Eu sei que tudo isto, no fundo, continua dependente de a Relação vir ou não confirmar o despacho da juíza Ana Teixeira e Silva. Mas, mesmo que isso não suceda, o que ficou para trás, em termos de investigação feita à vista de todos, neste ano e meio, conteve acontecimentos tão graves e reveladores que alturas houve em que se me tornou claro que tudo poderia descambar numa espécie de roleta russa, em que qualquer um poderia ver-se acusado e arrastado na lama com base em meras hipóteses, palpites ou suposições. Ou seja, senti em relação ao Ministério Público aquilo que um cidadão não pode sentir: que não era de confiança. E foi preciso que ao processo chegasse Ana Teixeira e Silva para que a normalidade processual, a independência do juiz de instrução perante as partes e a repressão dos abusos das garantias de defesa fossem repostos. Em boa hora e pelas suas mãos chegou finalmente ao processo da Casa Pia o bom senso, a equidistância e a serenidade - os atributos necessários para decisões justas. O seu despacho de pronúncia, quer quando aceita a acusação, quer quando a rejeita, parece-me ser disso um notável exemplo.

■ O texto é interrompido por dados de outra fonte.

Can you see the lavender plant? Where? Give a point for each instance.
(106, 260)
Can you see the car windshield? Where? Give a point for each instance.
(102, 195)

E, se acrescentarmos que ela, ao contrário de quase todos os outros protagonistas desta história - de magistrados a advogados, de arguidos a "penduras" - mostrou, de facto, desprezar o protagonismo, é caso para finalmente vermos acender uma luz de esperança de que, no final, conheceremos toda a verdade, os culpados serão condenados e os inocentes deixados em paz. Já não era sem tempo.